SÁBADO 9 DE DICIEMBRE

Número de fiestas a las que tengo ganas de ir: 0.

7.45 a.m. Mamá me ha despertado.

—Hola, cariño. Te hago una llamada rapidita porque Una y Geoffrey estaban preguntando lo que te gustaría para Navidad y yo estaba pensando en una Sauna Facial.

¿Cómo puede ser que mi madre, después de caer totalmente en desgracia y de librarse por los pelos de una condena de varios años entre rejas, vuelva a comportarse exactamente igual que antes, coqueteando abiertamente con oficiales de la policía y torturándome?

—Por cierto, ¿vas a venir a… —por un segundo se me paró el corazón al pensar que iba a decir «Bufé de Pavo al Curry» y tocar el tema de Mark Darcy, pero no—… la fiesta de Televisión Vibrante del martes? —prosiguió alegremente.

Me estremecí de humillación. Por Dios, yo trabajo para Televisión Vibrante.

—No me han invitado —farfullé.

No hay nada peor que tener que admitir ante tu madre que no eres muy popular.

—Oh, cariño, claro que te han invitado. Todo el mundo va a ir.

—No. No me han invitado.

—Bueno, quizá no has trabajado durante el tiempo suficiente. De todas formas…

—Pero mamá —interrumpí—, tú ni siquiera trabajas allí.

—Bueno, eso es diferente, cariño. Me tengo que ir. ¡Adióóóós!

9 a.m. He tropezado mentalmente con un oasis en el desierto de estas fiestas cuando llegó una invitación por correo, pero resultó ser una fiesta espejismo: la invitación a una venta de gafas de diseño.

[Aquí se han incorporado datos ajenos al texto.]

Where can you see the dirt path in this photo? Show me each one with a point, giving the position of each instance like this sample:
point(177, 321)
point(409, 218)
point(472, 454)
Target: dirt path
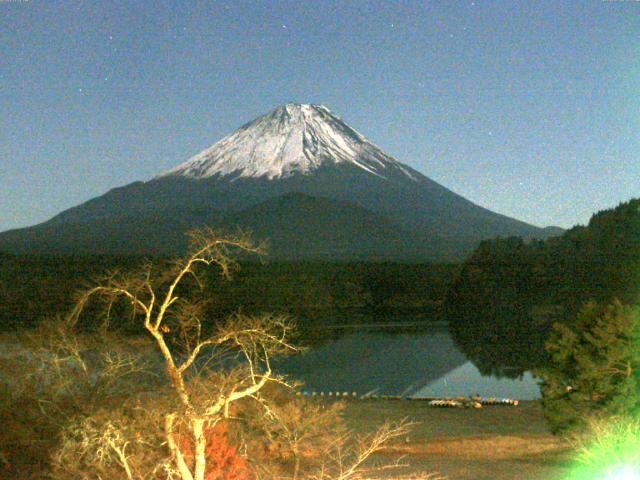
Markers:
point(492, 443)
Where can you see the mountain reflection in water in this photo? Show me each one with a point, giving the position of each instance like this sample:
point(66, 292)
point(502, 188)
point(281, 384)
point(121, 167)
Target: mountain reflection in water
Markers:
point(407, 364)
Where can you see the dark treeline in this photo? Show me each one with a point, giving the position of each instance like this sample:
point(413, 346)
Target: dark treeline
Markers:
point(33, 288)
point(508, 294)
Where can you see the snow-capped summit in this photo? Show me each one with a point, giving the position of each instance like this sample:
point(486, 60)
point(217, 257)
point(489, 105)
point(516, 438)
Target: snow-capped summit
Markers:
point(293, 138)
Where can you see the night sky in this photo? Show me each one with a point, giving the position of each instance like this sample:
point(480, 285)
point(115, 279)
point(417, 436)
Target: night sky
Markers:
point(531, 109)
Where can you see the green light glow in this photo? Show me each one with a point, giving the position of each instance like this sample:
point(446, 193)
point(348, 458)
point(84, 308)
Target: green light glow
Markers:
point(610, 451)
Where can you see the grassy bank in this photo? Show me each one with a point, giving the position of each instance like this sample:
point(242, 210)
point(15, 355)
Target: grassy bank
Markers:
point(491, 443)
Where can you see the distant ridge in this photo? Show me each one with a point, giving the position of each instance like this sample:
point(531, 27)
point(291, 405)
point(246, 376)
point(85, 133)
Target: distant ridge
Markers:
point(298, 175)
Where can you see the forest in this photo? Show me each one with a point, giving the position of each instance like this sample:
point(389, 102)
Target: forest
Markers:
point(508, 294)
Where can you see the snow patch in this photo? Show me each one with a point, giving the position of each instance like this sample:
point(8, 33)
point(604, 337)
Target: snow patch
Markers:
point(293, 138)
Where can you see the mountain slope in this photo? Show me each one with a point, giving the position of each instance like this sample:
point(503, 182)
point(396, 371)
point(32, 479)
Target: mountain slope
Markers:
point(253, 175)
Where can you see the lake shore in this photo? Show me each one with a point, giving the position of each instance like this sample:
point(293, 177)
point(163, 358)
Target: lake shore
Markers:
point(491, 443)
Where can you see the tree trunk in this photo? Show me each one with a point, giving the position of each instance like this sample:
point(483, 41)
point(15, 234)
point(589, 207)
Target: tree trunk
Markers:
point(200, 445)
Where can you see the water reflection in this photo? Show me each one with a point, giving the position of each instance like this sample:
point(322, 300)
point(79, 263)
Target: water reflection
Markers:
point(372, 360)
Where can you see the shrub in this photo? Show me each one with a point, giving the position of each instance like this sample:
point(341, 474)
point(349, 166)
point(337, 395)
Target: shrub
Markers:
point(595, 367)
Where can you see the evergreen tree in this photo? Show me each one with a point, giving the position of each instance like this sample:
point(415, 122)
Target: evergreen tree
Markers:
point(595, 367)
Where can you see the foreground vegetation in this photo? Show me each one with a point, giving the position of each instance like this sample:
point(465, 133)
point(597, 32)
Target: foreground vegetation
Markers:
point(187, 398)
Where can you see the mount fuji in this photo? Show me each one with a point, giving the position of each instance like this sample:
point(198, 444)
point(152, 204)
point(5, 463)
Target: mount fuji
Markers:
point(298, 176)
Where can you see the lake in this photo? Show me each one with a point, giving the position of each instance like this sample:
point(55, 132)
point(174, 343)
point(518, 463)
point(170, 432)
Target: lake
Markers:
point(370, 360)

11.30 a.m. Llamé a Tom en medio de mi paranoica desesperación para ver si quería salir esta noche.

—Lo siento —dijo alegremente—, voy a llevar a Jerome a la fiesta PACT en el Club Groucho.

Oh, Dios, odio cuando Tom está contento, confiado y llevándose bien con Jerome; le prefiero mucho más cuando está triste, inseguro y neurótico. Como él nunca se cansa de decir: «Es tan genial cuando las cosas le van mal al resto de la gente…».

—De todos modos, nos vemos mañana —soltó— en casa de Rebecca.

Tom sólo ha visto a Rebecca dos veces, ambas en mi casa, y yo la conozco desde hace nueve años. He decidido ir de compras y dejar de obsesionarme.

2 p.m. Me encontré con Rebecca en Graham and Greene comprándose una bufanda de 169 libras. (¿Qué pasa con las bufandas? Hace cuatro días las encontrabas para regalos de compromiso por 9,99 libras; ahora tienen que ser de terciopelo de primera calidad y cuestan tanto como un televisor. El año que viene probablemente ocurrirá con los calcetines o las bragas y nos sentiremos marginados si no llevamos extravagantes bragas inglesas de terciopelo negro de 145 libras).

—Hola —le dije emocionada, pensando que al final la pesadilla de la fiesta se acabaría y que ella también me diría: «Nos vemos el domingo».

—Oh, hola —dijo con frialdad, sin mirarme a los ojos—. No puedo entretenerme. Tengo muchísima prisa.

Cuando se fue de la tienda estaban anunciando «castañas asadas al carbón» y me quedé mirando fijamente un colador de Phillipe Starck que costaba 185 libras, intentando contener las lágrimas.

Odio la Navidad. Todo está pensado para las familias, el idilio, el calor, la emoción y los regalos, y si no tienes ni novio, ni dinero, tu madre está saliendo con un delincuente portugués, y tus amigos ya no quieren ser tus amigos, te obliga a querer emigrar a un despiadado régimen musulmán, donde como mínimo todas las mujeres son tratadas como marginadas de la sociedad. De todas formas, me da igual. Voy a ponerme a leer un libro durante todo el fin de semana y a escuchar música clásica. Quizá leeré El camino del hambre.

8.30 p.m. El flechazo ha estado muy bien. Voy a ir por otra botella de vino.